If a tiger jumps out of the bush and runs snarling at a surprised nihilist, he will run, just like the realist. He manifestly values his life, and finds meaning in survival (even if it’s just his autonomic nervous system kicking in at that point).
So what? Simply because a person’s nerves act a certain way, therefore “existence” or “life” somehow gains something meaningful? But it can’t be the case it already
is meaningful, since existence is just a bald fact on atheism. Our nervous system does not change reality. It just makes it, for the moment, appear as such. I.e. it is still, presently, a
manifest illusion.
touchstone:
A nihilist makes the very same mistake that Catholics make – they suppose there “intrinsic meaning of life” is a coherent concept in the first place.
No, nihilists simply understand the ramifications of epistemology. A human’s thought does not change the nature of reality. It doesn’t matter what you think, there is either life in another galaxy, or not. The same goes for God. No matter how practical you think the idea, there either is a being which made the universe, which exists independently of your thought, or there isn’t.
The situation then is: I have certain “feelings” about objects in reality. I have a “feeling” there is life on Mars, or that my wife is telling the truth, or that this food is good for me. Now, experience tells us that our feelings don’t determine any of these things. So when we come up to the question of “I feel I ought to do x,” or some sort of moral problem, it is linked to another assumption, i.e. “x is right/worth doing/meaningful etc.” Thus, if I say I feel I ought to pray for Touchstone, because I think he is headed for Hell, I must ask myself if I find this proposition actually true, because, prima facie, it is obvious that my “feelings” on the matter don’t mean a thing.
touchstone:
On the other hand, if you follow a philosophical nihilist around (perhaps one of these cats you suppose would be up in arms at what I’ve said), you will see the meaning of that man’s life unfold…
You are entirely missing the point.
The nihilist certainly does act
as if there was meaning, but what he holds is that the object of his thought - i.e. reality - is not
really any different. He knows it doesn’t matter what he thinks. He simply is just willing to live a lie.
Please, read Nietzsche or Sartre. They would both here laugh at you and say "So what? Why not live a lie?
Who cares if I’m inconsistent?
touchstone:
If you take “meaning” to be something “intrinsic”, I’d go along with that – there’s no intrinsic meaning.
Thank you for telling me that your life has no meaning whatsoever then, to me, or to you, or anybody else.
I know you
think your thinking the opposite somehow changes this, but your thought has no more influence on the meaning of your life than it does on the existence of life in other galaxies, or on the existence of God.
touchstone said:
To live life as if it had meaning IS to give it meaning.
By no means whatsoever does this follow. I live life as if Santa Clause is real, therefore he exists, right? Of course not. “But he exists to you!” you’ll say (as well as every pragmatist and existentialist). So what? My thought doesn’t somehow mold the character of Santa into existence proper. He exists simply as a figment of my imagination.
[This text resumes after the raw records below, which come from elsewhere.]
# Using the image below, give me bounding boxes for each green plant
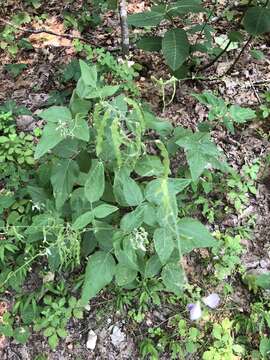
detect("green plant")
[0,110,38,191]
[202,318,244,360]
[0,12,33,56]
[74,42,140,95]
[20,59,227,308]
[212,231,244,281]
[33,295,83,349]
[169,316,201,358]
[259,91,270,119]
[127,1,270,75]
[0,311,30,344]
[194,91,256,133]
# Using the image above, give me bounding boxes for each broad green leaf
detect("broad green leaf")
[143,203,157,227]
[93,204,118,218]
[85,85,120,99]
[229,105,256,123]
[135,155,164,177]
[76,78,92,99]
[144,255,162,278]
[154,228,175,264]
[137,36,162,51]
[162,29,190,71]
[178,217,217,254]
[186,150,209,181]
[81,251,116,305]
[128,11,164,27]
[115,264,137,286]
[144,111,173,136]
[79,60,97,87]
[228,31,244,43]
[176,132,221,181]
[145,178,190,205]
[72,211,93,230]
[243,7,270,35]
[167,0,205,16]
[162,262,185,295]
[71,114,90,141]
[84,161,105,203]
[39,106,72,123]
[50,159,79,209]
[34,123,64,159]
[120,205,145,232]
[114,235,139,270]
[123,177,143,206]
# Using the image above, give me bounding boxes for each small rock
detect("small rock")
[16,115,36,131]
[86,330,97,350]
[110,325,125,347]
[260,259,270,269]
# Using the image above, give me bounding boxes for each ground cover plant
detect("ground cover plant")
[0,0,270,359]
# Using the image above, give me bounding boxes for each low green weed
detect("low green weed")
[194,91,256,134]
[33,295,83,349]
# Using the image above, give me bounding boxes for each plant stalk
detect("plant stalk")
[119,0,129,57]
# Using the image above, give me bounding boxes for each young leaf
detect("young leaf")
[120,205,145,232]
[39,106,72,123]
[178,217,218,254]
[135,155,164,177]
[229,105,256,123]
[34,123,65,159]
[115,264,137,286]
[50,159,79,209]
[93,204,118,218]
[84,161,105,203]
[162,29,190,71]
[81,251,116,305]
[144,255,162,278]
[154,228,175,264]
[123,177,144,206]
[71,114,90,141]
[84,85,120,99]
[243,7,270,35]
[72,211,94,230]
[162,262,185,295]
[79,60,97,88]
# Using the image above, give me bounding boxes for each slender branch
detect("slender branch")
[198,39,232,71]
[225,35,253,75]
[198,0,253,72]
[0,18,96,45]
[119,0,129,56]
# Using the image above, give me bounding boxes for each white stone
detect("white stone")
[110,325,125,347]
[86,330,97,350]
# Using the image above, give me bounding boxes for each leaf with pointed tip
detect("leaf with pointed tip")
[81,251,116,305]
[162,29,190,71]
[84,161,105,203]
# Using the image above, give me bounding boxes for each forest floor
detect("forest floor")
[0,1,270,359]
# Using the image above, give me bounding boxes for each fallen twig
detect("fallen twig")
[0,18,96,46]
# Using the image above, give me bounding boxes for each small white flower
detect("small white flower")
[187,302,202,321]
[202,293,220,309]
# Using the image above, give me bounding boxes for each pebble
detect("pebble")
[86,330,97,350]
[110,326,125,347]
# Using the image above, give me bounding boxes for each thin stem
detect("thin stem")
[198,0,253,72]
[225,35,253,75]
[0,18,96,45]
[119,0,129,56]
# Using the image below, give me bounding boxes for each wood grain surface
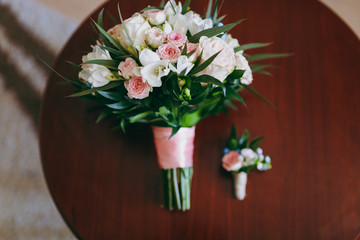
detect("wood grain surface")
[39,0,360,239]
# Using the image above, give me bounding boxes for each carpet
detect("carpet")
[0,0,77,239]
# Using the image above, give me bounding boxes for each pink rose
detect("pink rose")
[145,27,166,48]
[167,32,187,47]
[124,76,152,99]
[222,151,243,172]
[118,58,138,79]
[156,44,181,63]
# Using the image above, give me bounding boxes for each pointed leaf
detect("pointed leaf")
[230,125,237,140]
[92,20,127,53]
[182,0,191,14]
[243,85,274,107]
[118,4,137,56]
[234,42,272,52]
[67,82,122,97]
[129,111,153,123]
[97,9,105,28]
[169,126,180,139]
[97,90,124,101]
[247,53,291,62]
[238,129,249,148]
[206,0,213,18]
[84,59,119,69]
[96,110,109,124]
[189,50,221,75]
[66,61,82,72]
[228,69,245,79]
[106,101,133,109]
[249,136,264,151]
[189,19,244,43]
[226,86,246,106]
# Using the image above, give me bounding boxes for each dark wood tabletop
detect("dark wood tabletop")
[39,0,360,239]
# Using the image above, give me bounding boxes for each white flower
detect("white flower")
[79,46,114,87]
[225,34,240,48]
[235,53,253,85]
[241,148,258,166]
[186,11,212,35]
[143,10,166,25]
[164,0,182,16]
[145,27,166,48]
[168,13,188,34]
[196,36,236,81]
[163,21,173,34]
[138,49,170,87]
[169,56,194,75]
[113,13,151,51]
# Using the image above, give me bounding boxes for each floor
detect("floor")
[0,0,358,239]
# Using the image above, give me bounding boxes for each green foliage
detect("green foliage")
[188,19,244,43]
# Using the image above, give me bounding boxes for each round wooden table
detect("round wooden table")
[39,0,360,239]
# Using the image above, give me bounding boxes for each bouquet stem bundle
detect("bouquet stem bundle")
[161,167,193,211]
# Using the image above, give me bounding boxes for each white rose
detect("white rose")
[186,11,212,35]
[197,36,236,81]
[145,27,166,48]
[143,10,166,25]
[235,53,253,85]
[225,34,240,48]
[168,13,188,34]
[79,46,114,87]
[164,0,182,16]
[138,49,170,87]
[114,13,151,51]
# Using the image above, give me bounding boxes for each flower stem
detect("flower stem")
[172,168,182,210]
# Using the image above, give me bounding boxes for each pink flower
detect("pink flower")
[167,32,187,47]
[124,76,152,99]
[156,44,181,63]
[186,42,200,62]
[222,151,243,172]
[145,27,166,48]
[118,58,138,79]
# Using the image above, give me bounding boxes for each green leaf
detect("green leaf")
[160,0,165,8]
[250,64,276,73]
[243,85,274,107]
[118,4,138,56]
[230,125,237,140]
[247,53,291,62]
[249,136,264,151]
[234,42,272,52]
[101,46,129,58]
[180,110,201,127]
[228,69,245,79]
[238,129,249,148]
[92,20,127,53]
[141,6,163,12]
[212,0,219,20]
[193,75,226,95]
[229,139,238,150]
[66,61,82,72]
[182,0,191,14]
[189,50,221,75]
[226,86,246,106]
[120,119,126,132]
[106,100,133,110]
[181,43,188,55]
[96,110,109,124]
[189,19,244,43]
[97,9,105,28]
[206,0,213,18]
[213,15,226,25]
[107,12,119,25]
[129,111,153,123]
[67,82,122,97]
[97,90,123,101]
[84,59,119,69]
[169,127,180,139]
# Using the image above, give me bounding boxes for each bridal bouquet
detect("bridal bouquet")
[64,0,285,211]
[222,126,272,200]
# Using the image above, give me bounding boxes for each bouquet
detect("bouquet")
[63,0,285,211]
[222,126,271,200]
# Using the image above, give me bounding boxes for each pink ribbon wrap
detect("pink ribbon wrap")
[152,126,196,169]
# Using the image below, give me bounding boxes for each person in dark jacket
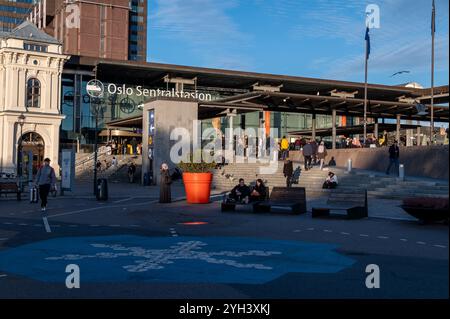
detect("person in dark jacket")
[302,141,313,171]
[159,163,172,203]
[386,140,400,176]
[34,158,57,211]
[128,162,136,183]
[283,158,294,188]
[250,179,267,202]
[228,178,251,203]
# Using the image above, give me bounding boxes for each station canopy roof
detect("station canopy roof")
[69,57,449,126]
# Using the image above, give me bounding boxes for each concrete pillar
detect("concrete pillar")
[396,114,401,143]
[142,98,199,185]
[312,113,316,141]
[332,109,336,149]
[374,121,379,142]
[228,113,234,151]
[416,126,421,146]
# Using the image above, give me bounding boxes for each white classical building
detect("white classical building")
[0,21,69,176]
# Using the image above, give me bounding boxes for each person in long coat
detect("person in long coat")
[159,163,172,203]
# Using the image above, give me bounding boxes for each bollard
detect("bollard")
[347,159,352,173]
[398,164,405,181]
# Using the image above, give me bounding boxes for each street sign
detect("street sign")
[61,149,75,191]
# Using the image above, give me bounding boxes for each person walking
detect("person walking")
[131,137,138,155]
[386,140,400,176]
[128,162,136,183]
[310,140,318,165]
[159,163,172,203]
[280,136,289,160]
[317,141,328,170]
[283,158,294,188]
[302,141,313,171]
[34,158,57,211]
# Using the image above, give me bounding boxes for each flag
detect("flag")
[431,0,436,35]
[365,27,370,60]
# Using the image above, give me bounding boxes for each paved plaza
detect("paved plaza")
[0,180,447,299]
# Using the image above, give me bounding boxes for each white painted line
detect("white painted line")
[129,224,141,227]
[0,274,7,278]
[359,234,369,237]
[293,230,301,233]
[42,217,51,233]
[172,234,179,237]
[433,245,447,249]
[400,239,408,242]
[377,236,389,239]
[113,197,134,204]
[307,228,315,231]
[47,200,158,218]
[323,229,332,233]
[33,224,41,227]
[3,222,12,225]
[340,232,350,235]
[18,223,28,226]
[416,241,426,245]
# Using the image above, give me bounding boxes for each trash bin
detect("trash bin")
[96,178,108,201]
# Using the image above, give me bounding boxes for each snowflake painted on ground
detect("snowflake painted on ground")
[46,240,282,272]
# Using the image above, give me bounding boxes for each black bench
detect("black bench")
[312,190,368,219]
[0,182,21,201]
[253,187,307,215]
[221,186,269,212]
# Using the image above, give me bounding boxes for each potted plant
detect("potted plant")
[178,153,216,204]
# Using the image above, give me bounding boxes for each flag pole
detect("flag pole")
[363,28,369,146]
[430,0,435,144]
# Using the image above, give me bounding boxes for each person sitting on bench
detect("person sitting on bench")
[322,172,338,189]
[250,179,267,202]
[228,178,251,204]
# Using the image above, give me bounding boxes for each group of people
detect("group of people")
[106,138,142,156]
[301,139,330,171]
[225,178,267,204]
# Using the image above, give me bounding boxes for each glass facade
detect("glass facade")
[0,0,37,31]
[61,72,345,147]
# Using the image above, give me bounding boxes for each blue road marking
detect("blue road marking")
[0,235,355,284]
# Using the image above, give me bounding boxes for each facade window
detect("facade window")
[26,78,40,108]
[24,43,48,52]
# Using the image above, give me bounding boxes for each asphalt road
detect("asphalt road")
[0,196,448,299]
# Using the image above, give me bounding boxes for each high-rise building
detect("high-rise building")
[28,0,147,61]
[128,0,147,61]
[0,0,37,32]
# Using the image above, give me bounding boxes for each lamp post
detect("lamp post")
[17,114,26,184]
[91,98,104,196]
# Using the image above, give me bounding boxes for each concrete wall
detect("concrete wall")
[289,145,449,180]
[142,98,199,185]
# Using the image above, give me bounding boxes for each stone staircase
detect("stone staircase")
[75,154,142,183]
[212,161,449,200]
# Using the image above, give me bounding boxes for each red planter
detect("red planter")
[182,172,213,204]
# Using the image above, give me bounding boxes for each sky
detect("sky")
[147,0,449,88]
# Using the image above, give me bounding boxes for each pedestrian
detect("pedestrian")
[302,140,313,171]
[128,162,136,183]
[131,137,138,155]
[123,139,128,155]
[294,138,302,150]
[386,140,400,176]
[310,139,318,164]
[96,160,102,172]
[280,136,289,160]
[322,172,338,189]
[317,141,328,170]
[159,163,172,203]
[111,156,118,167]
[34,158,57,212]
[283,158,294,188]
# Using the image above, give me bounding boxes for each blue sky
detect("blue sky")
[148,0,449,88]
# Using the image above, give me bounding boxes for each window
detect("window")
[24,43,48,52]
[26,78,40,108]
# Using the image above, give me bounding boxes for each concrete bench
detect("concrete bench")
[312,190,368,219]
[253,187,307,215]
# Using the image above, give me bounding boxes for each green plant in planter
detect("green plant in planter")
[178,152,216,173]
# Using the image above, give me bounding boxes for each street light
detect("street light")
[17,114,26,182]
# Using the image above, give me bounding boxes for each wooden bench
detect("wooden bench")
[253,187,307,215]
[312,190,368,219]
[221,186,269,212]
[0,182,21,201]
Now, what is funny is that pragmatists, existentialists, materialists, etc. are up in arms against religious people since they believe in a “fairy tale” or an “illusion.” Religious people, on pragmatic etc. grounds can claims
all that the pragmatists claim concerning the “meaning of life” (i.e. “it is true because I will to believe it to be true”), without violating the pragmatic philosophy. Where I’m from they call that the pot calling the kettle black.
William James was a great American scholar, but he was simply an extension of Kantian epistemology, which is doomed to absurdity, since it traps us within our own being and is unable to account for objective reality. James tried vainly to place some foundation in the human mind for meaning as “what works” or “what I will to believe”, but he failed to offer any sound basis for meaning.
touchstone:
The whole thrust of this thread from me is that “really”, as you are using it, is a conceptual error, an incoherent concept.
My use of “real” is due to your lack of a fundamental distinction in epistemology: that between the subject and object, or that between the knower and the thing known. You want to say that the subject determines the object, or, at any rate, that the subject can determine itself (which really just takes us back to the subject determining the object). If the former, I will simply say it is ridiculous to hold that you can determine objective reality simply by thinking so, and will provide you examples ad infinitum of how this is false. If the latter, then there is manifestly no objective reason, no ground, for any determination on your part whatsoever. The subject is “spontaneously” free. This is the whole point of existentialism (which, if you follow your pragmatism far enough, you’ll understand.) There is no reason for “meaning”. There is no reason for the term whatsoever, besides your
necessarily arbitrary criteria. Necessarily, I say, since there is no objective ground you are referring to in order to validate or substantiate your views, since you claim the subjective determines the object, instead of being determined by it.